She nodded at that. ‘OK … then
this seems to be the first test case for our new mission parameters. That’s a
pretty big change going on outside. So … I guess the way we deal with this is
we check the outcome. We take a look forward in time to see where this is going to take
us. And depending on what we see, we’ll have to decide whether this Mary Kelly
gets to live or … you know, die.’

‘That’s kind of brutal,’
said Sal. ‘That’s a lot of judgement in our hands.’

‘Yeah … I sort of
didn’t think about that bit.’ Maddy chewed her lip. ‘That kinda makes
us judge, jury and executioner in this kind of situation. That’s a lot
of … of power. Sheesh, I’m not sure how I feel about that. It was sort
of easier when we were just following orders.’
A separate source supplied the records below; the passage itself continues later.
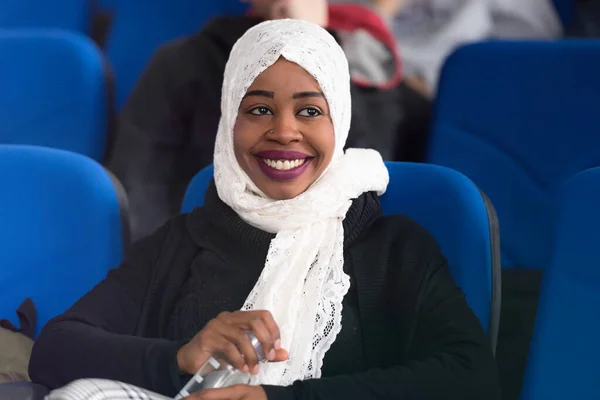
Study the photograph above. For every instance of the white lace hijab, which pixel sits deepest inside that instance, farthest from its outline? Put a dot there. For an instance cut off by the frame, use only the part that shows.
(303, 280)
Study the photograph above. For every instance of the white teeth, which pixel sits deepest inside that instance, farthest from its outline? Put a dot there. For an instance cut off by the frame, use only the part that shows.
(283, 165)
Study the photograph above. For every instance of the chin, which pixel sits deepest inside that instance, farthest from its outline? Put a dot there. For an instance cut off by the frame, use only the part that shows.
(281, 192)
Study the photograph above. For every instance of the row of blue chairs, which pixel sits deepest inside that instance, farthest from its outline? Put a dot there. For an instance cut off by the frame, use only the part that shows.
(57, 249)
(517, 118)
(138, 27)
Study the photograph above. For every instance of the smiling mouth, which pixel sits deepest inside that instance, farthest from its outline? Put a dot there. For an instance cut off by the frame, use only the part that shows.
(283, 165)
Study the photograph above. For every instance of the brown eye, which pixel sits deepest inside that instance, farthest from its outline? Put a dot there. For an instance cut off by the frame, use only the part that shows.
(260, 111)
(310, 112)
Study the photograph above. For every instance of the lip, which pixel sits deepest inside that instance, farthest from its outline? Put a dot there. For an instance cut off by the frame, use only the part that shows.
(283, 155)
(282, 176)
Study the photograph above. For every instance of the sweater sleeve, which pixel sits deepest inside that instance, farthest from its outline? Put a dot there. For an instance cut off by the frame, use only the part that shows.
(449, 359)
(95, 337)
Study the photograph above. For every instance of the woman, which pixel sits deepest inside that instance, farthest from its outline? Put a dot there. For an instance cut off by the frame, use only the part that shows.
(166, 130)
(346, 303)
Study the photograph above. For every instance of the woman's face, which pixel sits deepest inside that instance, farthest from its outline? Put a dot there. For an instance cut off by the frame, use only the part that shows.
(283, 135)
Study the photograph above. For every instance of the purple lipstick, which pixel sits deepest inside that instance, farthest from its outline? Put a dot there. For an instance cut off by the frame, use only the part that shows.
(283, 165)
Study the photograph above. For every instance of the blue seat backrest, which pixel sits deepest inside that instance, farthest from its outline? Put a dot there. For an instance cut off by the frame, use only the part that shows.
(140, 27)
(74, 15)
(61, 231)
(452, 209)
(518, 118)
(565, 348)
(54, 91)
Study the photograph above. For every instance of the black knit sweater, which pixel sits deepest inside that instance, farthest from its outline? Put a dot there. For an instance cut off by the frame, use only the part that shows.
(417, 337)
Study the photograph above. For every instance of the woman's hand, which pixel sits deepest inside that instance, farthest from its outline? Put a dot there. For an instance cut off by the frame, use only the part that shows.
(228, 335)
(314, 11)
(239, 392)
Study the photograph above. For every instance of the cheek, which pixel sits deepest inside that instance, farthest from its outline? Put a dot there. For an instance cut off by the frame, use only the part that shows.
(241, 146)
(326, 141)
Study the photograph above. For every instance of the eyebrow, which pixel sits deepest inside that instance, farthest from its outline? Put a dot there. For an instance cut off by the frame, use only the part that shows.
(302, 95)
(263, 93)
(271, 95)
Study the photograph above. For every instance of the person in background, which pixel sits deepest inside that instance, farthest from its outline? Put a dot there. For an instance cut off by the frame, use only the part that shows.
(427, 31)
(167, 128)
(291, 245)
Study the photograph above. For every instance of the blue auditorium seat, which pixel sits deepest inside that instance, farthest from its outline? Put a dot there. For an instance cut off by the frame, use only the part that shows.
(139, 27)
(64, 225)
(519, 118)
(55, 91)
(74, 15)
(453, 210)
(564, 353)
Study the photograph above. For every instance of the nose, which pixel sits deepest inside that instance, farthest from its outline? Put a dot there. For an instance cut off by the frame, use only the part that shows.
(285, 129)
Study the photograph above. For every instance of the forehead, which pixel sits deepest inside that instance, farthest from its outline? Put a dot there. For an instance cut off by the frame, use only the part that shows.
(285, 75)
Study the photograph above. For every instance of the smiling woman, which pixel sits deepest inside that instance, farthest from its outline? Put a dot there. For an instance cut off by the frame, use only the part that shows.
(291, 246)
(283, 136)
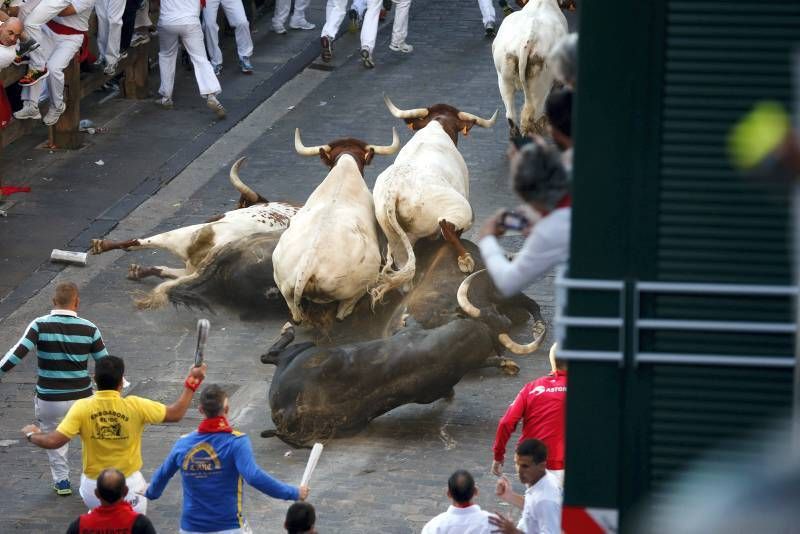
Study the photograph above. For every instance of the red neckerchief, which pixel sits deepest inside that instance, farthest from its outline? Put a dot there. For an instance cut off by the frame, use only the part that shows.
(214, 424)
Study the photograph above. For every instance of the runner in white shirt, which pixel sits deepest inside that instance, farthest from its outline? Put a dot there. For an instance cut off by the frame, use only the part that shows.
(541, 504)
(539, 177)
(180, 20)
(462, 517)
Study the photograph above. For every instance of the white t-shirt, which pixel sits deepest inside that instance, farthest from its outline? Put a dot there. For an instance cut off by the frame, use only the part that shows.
(179, 12)
(542, 511)
(80, 20)
(469, 520)
(545, 247)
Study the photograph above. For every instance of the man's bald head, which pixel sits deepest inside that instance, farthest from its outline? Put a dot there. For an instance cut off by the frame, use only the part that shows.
(10, 31)
(111, 486)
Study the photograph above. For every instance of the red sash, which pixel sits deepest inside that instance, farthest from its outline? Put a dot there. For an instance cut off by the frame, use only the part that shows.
(118, 518)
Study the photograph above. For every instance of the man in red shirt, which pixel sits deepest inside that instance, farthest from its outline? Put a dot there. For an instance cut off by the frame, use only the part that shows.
(114, 514)
(540, 405)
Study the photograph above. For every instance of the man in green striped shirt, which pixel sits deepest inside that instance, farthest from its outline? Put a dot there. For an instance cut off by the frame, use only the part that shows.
(63, 343)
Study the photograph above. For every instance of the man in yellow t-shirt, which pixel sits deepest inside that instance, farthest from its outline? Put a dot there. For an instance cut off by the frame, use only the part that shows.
(110, 427)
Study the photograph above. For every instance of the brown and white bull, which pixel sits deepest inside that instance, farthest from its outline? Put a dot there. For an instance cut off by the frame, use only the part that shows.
(520, 49)
(330, 252)
(197, 243)
(425, 191)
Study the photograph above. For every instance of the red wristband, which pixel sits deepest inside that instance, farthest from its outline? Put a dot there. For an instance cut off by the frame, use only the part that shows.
(188, 384)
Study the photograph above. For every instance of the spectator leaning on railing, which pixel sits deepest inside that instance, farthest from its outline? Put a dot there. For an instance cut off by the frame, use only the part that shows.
(539, 178)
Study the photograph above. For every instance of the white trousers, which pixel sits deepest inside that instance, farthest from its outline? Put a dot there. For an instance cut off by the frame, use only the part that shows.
(400, 24)
(282, 8)
(336, 10)
(49, 414)
(487, 11)
(191, 35)
(59, 51)
(35, 23)
(143, 16)
(136, 485)
(234, 12)
(109, 28)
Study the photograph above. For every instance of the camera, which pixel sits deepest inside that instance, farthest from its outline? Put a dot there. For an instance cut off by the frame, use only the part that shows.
(512, 220)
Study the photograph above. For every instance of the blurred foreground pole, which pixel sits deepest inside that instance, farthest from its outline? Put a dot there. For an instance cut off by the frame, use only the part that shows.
(796, 213)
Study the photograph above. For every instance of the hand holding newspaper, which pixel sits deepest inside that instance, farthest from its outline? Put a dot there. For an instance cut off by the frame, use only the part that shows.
(313, 458)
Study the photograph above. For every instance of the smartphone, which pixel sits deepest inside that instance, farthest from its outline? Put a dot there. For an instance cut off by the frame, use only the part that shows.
(512, 220)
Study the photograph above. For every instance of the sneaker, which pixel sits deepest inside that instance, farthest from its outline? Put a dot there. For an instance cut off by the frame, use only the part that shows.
(63, 487)
(302, 25)
(402, 47)
(140, 38)
(366, 58)
(327, 49)
(353, 16)
(245, 65)
(29, 111)
(33, 77)
(164, 101)
(52, 116)
(214, 105)
(27, 46)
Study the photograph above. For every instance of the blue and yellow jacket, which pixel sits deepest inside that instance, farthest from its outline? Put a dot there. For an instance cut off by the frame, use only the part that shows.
(213, 466)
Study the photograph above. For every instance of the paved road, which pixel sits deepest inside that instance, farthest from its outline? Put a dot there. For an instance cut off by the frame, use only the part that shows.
(394, 473)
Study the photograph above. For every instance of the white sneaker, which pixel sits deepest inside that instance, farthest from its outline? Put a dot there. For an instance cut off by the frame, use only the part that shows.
(403, 47)
(302, 25)
(54, 113)
(164, 102)
(29, 111)
(215, 106)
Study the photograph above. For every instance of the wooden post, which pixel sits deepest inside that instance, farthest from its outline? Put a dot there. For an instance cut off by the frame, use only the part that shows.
(64, 134)
(136, 73)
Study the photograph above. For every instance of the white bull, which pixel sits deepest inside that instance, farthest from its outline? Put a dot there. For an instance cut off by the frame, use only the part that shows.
(425, 191)
(197, 243)
(523, 42)
(330, 252)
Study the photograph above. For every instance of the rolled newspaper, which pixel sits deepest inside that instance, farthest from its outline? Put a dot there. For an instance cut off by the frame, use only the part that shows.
(313, 458)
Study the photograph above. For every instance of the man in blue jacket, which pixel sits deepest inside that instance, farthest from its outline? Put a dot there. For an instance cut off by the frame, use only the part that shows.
(213, 461)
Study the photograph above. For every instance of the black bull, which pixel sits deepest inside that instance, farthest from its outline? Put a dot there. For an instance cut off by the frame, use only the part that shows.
(418, 346)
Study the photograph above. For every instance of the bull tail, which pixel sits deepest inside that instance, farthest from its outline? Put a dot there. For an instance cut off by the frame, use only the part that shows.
(396, 237)
(300, 283)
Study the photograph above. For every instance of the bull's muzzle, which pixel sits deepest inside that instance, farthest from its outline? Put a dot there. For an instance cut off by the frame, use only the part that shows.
(539, 328)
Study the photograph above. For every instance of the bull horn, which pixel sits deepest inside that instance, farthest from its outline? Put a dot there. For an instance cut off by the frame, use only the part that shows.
(385, 150)
(307, 150)
(539, 328)
(240, 186)
(416, 113)
(486, 123)
(552, 356)
(463, 296)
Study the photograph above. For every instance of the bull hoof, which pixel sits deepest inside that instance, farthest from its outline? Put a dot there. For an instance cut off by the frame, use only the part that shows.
(466, 264)
(509, 367)
(97, 246)
(135, 272)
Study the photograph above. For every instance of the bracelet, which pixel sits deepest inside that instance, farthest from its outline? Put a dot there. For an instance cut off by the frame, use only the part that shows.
(189, 385)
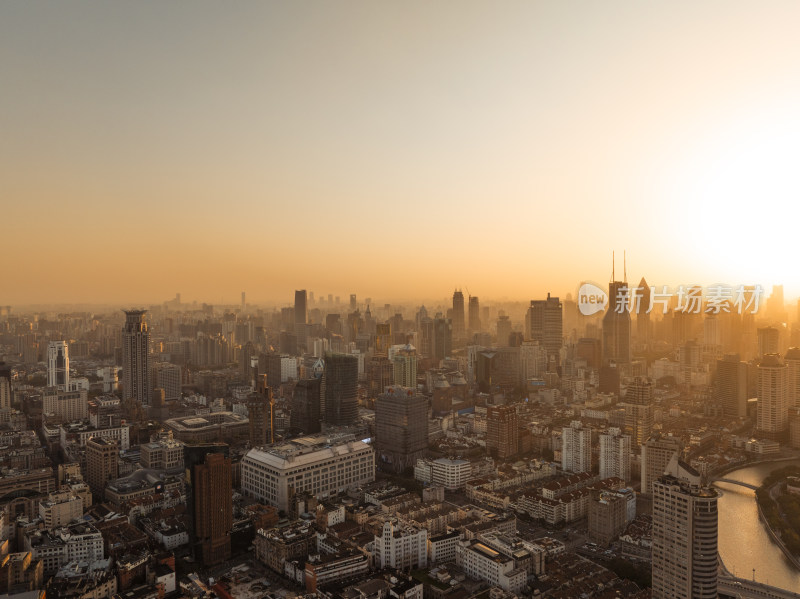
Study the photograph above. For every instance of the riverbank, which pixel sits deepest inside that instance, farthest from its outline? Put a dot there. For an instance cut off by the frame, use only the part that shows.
(774, 535)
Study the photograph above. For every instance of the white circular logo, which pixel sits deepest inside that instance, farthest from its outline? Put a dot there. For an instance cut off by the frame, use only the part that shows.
(591, 299)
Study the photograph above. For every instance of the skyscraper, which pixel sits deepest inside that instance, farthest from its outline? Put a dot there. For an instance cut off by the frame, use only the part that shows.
(576, 448)
(657, 453)
(459, 333)
(306, 406)
(58, 364)
(401, 428)
(136, 370)
(544, 323)
(615, 455)
(474, 314)
(502, 432)
(731, 385)
(405, 367)
(102, 460)
(617, 325)
(772, 418)
(210, 500)
(792, 359)
(340, 383)
(300, 307)
(5, 386)
(685, 533)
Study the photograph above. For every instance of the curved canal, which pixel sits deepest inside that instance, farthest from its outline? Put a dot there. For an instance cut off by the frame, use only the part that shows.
(744, 543)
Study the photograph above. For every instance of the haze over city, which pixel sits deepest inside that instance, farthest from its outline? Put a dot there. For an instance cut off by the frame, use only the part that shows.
(419, 300)
(395, 151)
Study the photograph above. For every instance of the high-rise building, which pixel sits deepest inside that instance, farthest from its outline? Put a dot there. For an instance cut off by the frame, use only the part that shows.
(459, 332)
(340, 383)
(210, 500)
(300, 307)
(259, 418)
(405, 367)
(657, 453)
(731, 387)
(772, 417)
(576, 448)
(502, 432)
(638, 407)
(642, 309)
(792, 359)
(306, 406)
(615, 455)
(58, 364)
(544, 322)
(474, 314)
(5, 386)
(102, 463)
(443, 334)
(136, 371)
(617, 325)
(401, 428)
(685, 533)
(768, 341)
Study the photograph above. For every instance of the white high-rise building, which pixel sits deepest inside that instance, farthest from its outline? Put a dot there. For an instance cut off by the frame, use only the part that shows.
(576, 448)
(58, 364)
(136, 372)
(685, 533)
(615, 455)
(772, 418)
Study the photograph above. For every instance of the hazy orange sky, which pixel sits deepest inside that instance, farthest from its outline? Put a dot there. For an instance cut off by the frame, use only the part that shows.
(394, 150)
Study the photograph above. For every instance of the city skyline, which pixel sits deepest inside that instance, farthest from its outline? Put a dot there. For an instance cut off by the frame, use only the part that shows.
(500, 136)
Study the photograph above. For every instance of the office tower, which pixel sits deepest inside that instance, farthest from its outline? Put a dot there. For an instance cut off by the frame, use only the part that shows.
(167, 376)
(642, 310)
(259, 417)
(443, 334)
(401, 428)
(576, 448)
(731, 385)
(300, 307)
(685, 530)
(474, 314)
(136, 357)
(5, 386)
(638, 405)
(615, 455)
(502, 432)
(503, 329)
(58, 364)
(768, 341)
(210, 500)
(792, 359)
(405, 367)
(340, 383)
(772, 418)
(459, 332)
(657, 453)
(617, 325)
(544, 323)
(306, 406)
(102, 463)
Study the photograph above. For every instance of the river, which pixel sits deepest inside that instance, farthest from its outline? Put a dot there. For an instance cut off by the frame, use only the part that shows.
(744, 543)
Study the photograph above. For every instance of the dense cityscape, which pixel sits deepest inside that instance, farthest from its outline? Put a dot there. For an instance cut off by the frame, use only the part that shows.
(432, 299)
(340, 448)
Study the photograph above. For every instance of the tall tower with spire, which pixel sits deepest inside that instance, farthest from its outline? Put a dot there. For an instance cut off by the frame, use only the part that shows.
(617, 319)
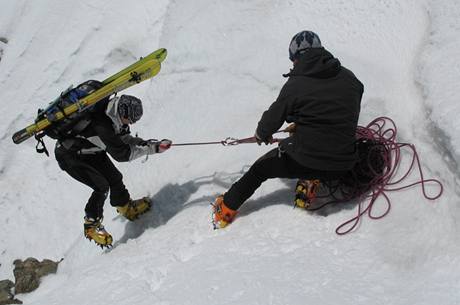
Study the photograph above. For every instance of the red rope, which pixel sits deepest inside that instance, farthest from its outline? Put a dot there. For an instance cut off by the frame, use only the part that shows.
(378, 131)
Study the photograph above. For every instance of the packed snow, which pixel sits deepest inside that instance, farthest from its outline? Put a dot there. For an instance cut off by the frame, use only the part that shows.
(224, 66)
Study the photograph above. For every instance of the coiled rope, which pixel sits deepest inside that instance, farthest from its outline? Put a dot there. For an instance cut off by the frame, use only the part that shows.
(375, 174)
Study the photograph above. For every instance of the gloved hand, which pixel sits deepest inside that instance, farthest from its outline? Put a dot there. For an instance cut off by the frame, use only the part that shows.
(290, 128)
(154, 146)
(267, 141)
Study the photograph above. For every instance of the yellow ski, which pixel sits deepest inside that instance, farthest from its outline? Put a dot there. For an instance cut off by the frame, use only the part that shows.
(141, 70)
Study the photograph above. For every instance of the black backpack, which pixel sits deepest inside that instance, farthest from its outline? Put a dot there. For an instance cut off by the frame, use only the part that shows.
(72, 124)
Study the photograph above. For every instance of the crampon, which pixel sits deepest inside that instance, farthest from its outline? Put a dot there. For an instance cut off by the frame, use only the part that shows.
(94, 230)
(134, 208)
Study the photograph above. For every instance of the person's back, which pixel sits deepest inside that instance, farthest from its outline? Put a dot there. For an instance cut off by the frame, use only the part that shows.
(323, 99)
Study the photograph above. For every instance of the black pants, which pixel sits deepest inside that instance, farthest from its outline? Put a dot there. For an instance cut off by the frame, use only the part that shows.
(99, 173)
(272, 165)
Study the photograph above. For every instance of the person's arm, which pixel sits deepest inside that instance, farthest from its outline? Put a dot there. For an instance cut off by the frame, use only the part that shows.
(273, 118)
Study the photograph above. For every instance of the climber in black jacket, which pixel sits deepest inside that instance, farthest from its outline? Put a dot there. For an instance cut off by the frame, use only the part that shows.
(322, 99)
(83, 155)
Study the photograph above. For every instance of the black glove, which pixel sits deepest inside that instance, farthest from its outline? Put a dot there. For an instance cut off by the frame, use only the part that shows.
(155, 146)
(267, 141)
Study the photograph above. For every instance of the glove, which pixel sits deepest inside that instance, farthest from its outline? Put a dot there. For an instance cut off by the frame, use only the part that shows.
(164, 145)
(290, 129)
(154, 146)
(259, 141)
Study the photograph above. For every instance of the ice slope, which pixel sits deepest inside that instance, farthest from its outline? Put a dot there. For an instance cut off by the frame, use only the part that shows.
(224, 68)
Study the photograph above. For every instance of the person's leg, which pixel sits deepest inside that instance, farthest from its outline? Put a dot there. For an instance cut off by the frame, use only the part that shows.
(80, 168)
(271, 165)
(119, 195)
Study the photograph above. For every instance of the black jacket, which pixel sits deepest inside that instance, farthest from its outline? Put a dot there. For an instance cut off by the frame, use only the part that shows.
(323, 99)
(103, 132)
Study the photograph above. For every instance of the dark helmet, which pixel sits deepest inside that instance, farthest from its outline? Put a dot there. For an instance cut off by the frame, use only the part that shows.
(130, 107)
(301, 42)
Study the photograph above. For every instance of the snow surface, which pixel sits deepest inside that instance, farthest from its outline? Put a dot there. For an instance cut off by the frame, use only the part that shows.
(223, 69)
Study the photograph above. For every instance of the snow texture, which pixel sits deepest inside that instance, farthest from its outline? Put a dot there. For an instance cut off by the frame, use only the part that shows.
(223, 70)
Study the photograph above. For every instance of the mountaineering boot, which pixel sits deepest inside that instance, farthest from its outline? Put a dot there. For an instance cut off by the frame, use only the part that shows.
(305, 193)
(221, 214)
(134, 208)
(94, 230)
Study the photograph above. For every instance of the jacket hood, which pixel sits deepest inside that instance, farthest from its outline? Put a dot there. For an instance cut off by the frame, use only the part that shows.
(112, 113)
(316, 63)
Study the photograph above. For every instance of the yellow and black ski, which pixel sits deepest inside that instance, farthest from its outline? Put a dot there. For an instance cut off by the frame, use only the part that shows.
(145, 68)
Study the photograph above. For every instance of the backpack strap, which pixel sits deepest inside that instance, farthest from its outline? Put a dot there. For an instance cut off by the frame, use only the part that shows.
(41, 147)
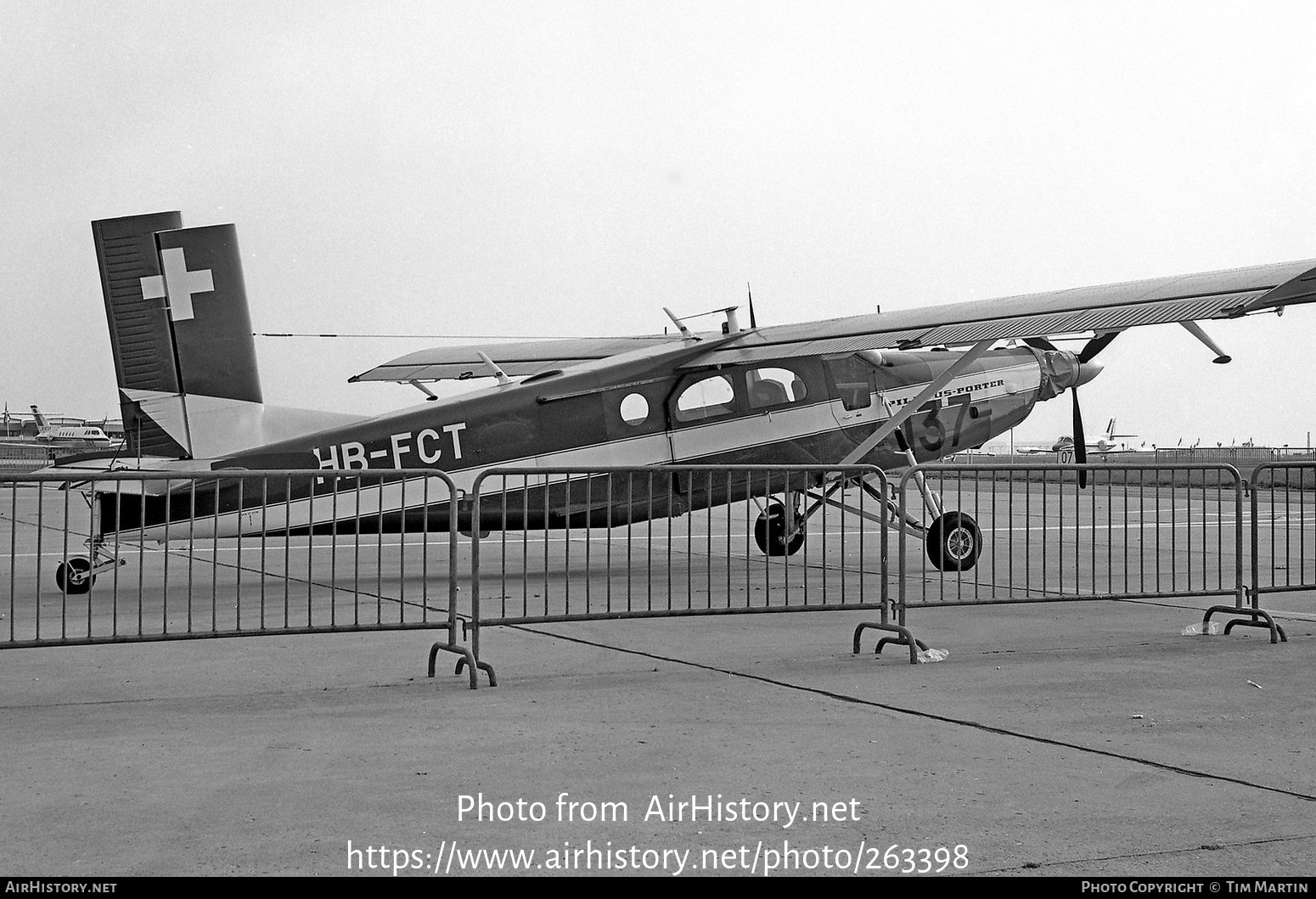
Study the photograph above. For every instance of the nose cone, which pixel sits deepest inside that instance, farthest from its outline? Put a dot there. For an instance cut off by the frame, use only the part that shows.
(1088, 370)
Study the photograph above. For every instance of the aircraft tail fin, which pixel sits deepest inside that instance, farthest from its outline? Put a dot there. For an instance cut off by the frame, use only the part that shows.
(179, 327)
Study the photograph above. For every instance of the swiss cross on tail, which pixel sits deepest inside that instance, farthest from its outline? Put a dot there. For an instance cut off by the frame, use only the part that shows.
(178, 284)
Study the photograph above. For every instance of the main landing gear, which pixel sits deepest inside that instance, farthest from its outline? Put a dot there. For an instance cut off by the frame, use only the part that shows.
(78, 573)
(953, 540)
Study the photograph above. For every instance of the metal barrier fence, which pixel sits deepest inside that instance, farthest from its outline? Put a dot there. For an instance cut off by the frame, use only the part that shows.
(1036, 533)
(239, 553)
(1284, 528)
(627, 542)
(149, 557)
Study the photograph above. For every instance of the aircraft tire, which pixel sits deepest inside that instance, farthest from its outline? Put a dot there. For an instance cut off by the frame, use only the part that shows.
(954, 542)
(770, 532)
(74, 576)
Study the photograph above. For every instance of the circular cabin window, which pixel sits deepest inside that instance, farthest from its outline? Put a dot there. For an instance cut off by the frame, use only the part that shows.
(634, 409)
‘There’s a quote I can think
of,’ said Liam. ‘I don’t know if it helps us or not.’

‘Go on, let’s have
it.’

‘With great power comes great
responsibility.’

‘What is that … Shakespeare
or something?’

‘Uh … no.
Spider-Man.’

Chapter 61

15 December 1888, Holborn Viaduct,
London

At about 11 p.m. the night before,
they’d heard the first wagonloads of Metropolitan Police arriving to try and
restore some order. The rioting increased in intensity and they heard a volley of shots
being fired in the early hours of the morning. As the first touch of dawn began to
lighten the night sky, the angry mob had finally melted away.

Now, in the cool steel-grey light of the
morning after, with a light drizzle spitting fat drops of rain on to the cobbles, it
looked like a war had been fought across Farringdon Street.

‘Hoy! Mr O’Connor, Dr
Anwar!’ It was Delbert Hook and his assistant, Bertie. They emerged from the
warren of archways and passageways to join them, standing just outside their side door,
beneath the looming iron arches of Holborn Viaduct.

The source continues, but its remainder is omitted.